When the Ottoman Empire began to fall apart, two million Armenians lived in what was to become Turkey. They were manufacturers and merchants whose successes the poor peasants and soldiers deplored with envy. Like Idi Amin exiling Ugandan Asians who were hugely successful entrepreneurs, the Armenians were endangered, never realizing the extent and depth of the danger. The success of Turkey in its campaign against the Armenians inspired Nazi Germany to commit the Holocaust.

Germany was an ally of Turkey and during the First World War they fought in tandem, and German soldiers were posted in Turkey to experience first-hand Turkish implementation of the world's first genocide; later to become generals during the Second World War, and conjuring up their memories of how to rid a country of its unwanted population. Turkey targeted Armenians because it feared they were a threat during the war, supporting Russia. Germany targeted Jews because they were Jews, to be annihilated in even greater numbers by a well-oiled and precise methodology.

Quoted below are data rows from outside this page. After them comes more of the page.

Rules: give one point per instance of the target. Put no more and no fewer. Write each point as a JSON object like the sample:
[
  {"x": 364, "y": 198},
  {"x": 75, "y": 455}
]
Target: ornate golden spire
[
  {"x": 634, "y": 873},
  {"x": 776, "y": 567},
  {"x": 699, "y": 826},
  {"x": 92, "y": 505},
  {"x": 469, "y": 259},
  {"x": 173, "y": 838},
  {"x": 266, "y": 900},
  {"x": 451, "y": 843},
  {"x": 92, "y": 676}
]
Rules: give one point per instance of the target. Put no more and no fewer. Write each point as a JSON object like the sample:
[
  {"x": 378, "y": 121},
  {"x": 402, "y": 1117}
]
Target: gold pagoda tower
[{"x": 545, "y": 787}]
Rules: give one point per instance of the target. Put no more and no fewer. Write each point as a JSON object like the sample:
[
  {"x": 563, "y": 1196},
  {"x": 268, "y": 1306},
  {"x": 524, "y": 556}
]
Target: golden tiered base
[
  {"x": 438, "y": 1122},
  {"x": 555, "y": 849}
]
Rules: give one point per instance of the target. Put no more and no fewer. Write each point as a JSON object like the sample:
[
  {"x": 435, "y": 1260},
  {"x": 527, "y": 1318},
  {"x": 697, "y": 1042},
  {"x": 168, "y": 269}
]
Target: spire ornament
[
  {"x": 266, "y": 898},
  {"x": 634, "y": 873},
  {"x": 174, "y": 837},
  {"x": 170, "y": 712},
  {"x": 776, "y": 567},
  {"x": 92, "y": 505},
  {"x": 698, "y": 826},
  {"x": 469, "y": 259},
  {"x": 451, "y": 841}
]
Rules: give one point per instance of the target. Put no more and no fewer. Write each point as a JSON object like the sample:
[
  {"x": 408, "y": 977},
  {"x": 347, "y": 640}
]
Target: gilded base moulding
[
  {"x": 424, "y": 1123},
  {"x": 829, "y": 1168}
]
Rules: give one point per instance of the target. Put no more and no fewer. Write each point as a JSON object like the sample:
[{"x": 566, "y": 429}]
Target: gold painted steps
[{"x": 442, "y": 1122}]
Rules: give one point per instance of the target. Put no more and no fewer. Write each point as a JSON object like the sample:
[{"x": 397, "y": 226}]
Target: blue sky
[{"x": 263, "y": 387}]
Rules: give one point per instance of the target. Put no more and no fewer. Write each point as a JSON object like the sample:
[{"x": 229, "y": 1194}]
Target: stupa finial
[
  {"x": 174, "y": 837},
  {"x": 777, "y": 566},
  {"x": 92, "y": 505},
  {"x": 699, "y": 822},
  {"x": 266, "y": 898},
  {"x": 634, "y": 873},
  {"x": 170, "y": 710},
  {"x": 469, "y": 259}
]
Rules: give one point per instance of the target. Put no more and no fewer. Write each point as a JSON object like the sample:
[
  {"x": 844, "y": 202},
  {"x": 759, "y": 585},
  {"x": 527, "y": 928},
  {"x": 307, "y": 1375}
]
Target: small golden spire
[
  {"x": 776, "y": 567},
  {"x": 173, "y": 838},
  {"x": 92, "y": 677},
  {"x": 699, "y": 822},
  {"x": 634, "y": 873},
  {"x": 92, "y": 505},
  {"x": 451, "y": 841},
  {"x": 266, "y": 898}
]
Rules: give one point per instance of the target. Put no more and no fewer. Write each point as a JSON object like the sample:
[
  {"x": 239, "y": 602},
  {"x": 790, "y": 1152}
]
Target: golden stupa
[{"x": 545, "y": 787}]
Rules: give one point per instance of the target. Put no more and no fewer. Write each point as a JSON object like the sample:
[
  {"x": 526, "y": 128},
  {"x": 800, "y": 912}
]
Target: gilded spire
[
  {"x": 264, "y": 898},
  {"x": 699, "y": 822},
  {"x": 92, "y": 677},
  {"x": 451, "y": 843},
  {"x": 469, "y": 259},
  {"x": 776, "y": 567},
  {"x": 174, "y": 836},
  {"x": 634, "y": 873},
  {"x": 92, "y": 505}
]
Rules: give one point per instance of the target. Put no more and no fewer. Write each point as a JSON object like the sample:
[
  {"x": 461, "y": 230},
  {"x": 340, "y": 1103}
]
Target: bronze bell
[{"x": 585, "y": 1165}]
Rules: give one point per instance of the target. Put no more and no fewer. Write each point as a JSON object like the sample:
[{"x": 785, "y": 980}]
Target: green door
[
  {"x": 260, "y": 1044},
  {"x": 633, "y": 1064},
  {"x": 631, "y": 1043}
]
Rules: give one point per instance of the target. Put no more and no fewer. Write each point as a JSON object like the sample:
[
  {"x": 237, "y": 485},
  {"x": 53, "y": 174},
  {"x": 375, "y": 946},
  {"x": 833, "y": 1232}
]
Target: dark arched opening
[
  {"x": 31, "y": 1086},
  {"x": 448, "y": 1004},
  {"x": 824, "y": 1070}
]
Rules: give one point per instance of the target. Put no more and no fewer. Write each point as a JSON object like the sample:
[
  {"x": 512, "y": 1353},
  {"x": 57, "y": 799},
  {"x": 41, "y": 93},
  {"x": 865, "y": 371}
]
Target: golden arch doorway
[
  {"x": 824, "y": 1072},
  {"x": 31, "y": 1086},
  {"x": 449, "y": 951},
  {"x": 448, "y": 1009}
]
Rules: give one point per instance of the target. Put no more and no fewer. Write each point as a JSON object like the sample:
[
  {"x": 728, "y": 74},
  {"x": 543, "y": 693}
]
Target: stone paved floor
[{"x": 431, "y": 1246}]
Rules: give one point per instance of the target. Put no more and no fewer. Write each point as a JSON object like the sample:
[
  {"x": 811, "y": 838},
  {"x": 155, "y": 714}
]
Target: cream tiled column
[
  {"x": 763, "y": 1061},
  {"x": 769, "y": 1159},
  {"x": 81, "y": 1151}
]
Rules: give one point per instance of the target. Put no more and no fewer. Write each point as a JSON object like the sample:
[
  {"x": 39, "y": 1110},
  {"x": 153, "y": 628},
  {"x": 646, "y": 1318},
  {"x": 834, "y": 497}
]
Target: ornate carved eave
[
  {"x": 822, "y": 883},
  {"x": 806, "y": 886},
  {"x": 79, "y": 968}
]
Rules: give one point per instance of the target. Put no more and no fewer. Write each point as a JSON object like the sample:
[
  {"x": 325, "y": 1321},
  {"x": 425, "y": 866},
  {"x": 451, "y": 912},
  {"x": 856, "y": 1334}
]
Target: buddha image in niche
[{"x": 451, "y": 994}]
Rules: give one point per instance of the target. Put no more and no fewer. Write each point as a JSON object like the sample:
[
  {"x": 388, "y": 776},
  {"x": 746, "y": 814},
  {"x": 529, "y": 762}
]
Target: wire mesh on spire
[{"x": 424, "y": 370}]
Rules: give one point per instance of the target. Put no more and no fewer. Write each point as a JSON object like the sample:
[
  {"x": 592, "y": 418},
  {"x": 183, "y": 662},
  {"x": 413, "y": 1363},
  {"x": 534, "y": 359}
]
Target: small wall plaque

Turkey aspired to ensure that its geography would be Turkish, unmarred by the presence of non-Turks. Germany aspired to make the German Aryan ideal the international symbol of the super-man. The Turkish government of the day confiscated Armenian property and increased Turkish control of all commerce while hundreds of thousands of Armenians were forced to emigrate, many dying of starvation through forced marches. Nazi Germany confiscated Jewish property, victimized the Jews through slander and violence, then rounded them up for mass murder.


Francois Hollande at the ceremony in Yerevan

Absolutely wrong, insists Turkey; for one thing the number of dead has been wildly inflated. Those who died were victims of unrest, of civil war. As dignitaries were brought together at the Tsitsernakaberd memorial complex in the capital of Armenia, French President Francois Hollande spoke of the French commitment to remember. Vladimir Putin placed a yellow rose within a wreath resembling a forget-me-not, the floral symbol of the commemoration.

"We feel a big pain today, historic pain but at the same time we feel a big historic strength", said Nadezhda Antonyan, a teacher from Yerevan. "We should not only survive but we must live, be strong and build our statehood", he said. And President Putin warned of the dangers of nationalism without even breaking into a guffaw. He warned of "Russophobia". In response, Turkish Deputy Prime Minister Yalcin Akdogan spat out: "They should look at their own past first ... the cruelties, the massacres, the genocides they have committed against their own people."


Putin visits the Tsitsernakaberd Armenian Genocide memorial complex

Armenian President Serge Sarkisian expressed the hope that the worldwide movement to finally recognize the massacre of Armenians as genocide will help "dispel the darkness of one hundred years of denial". Which more or less challenged Turkey's recall of its ambassadors to Vienna and the Vatican after Austria and Pope Francis spoke of the slaughter of Armenians by the Ottoman Empire Turks as genocide.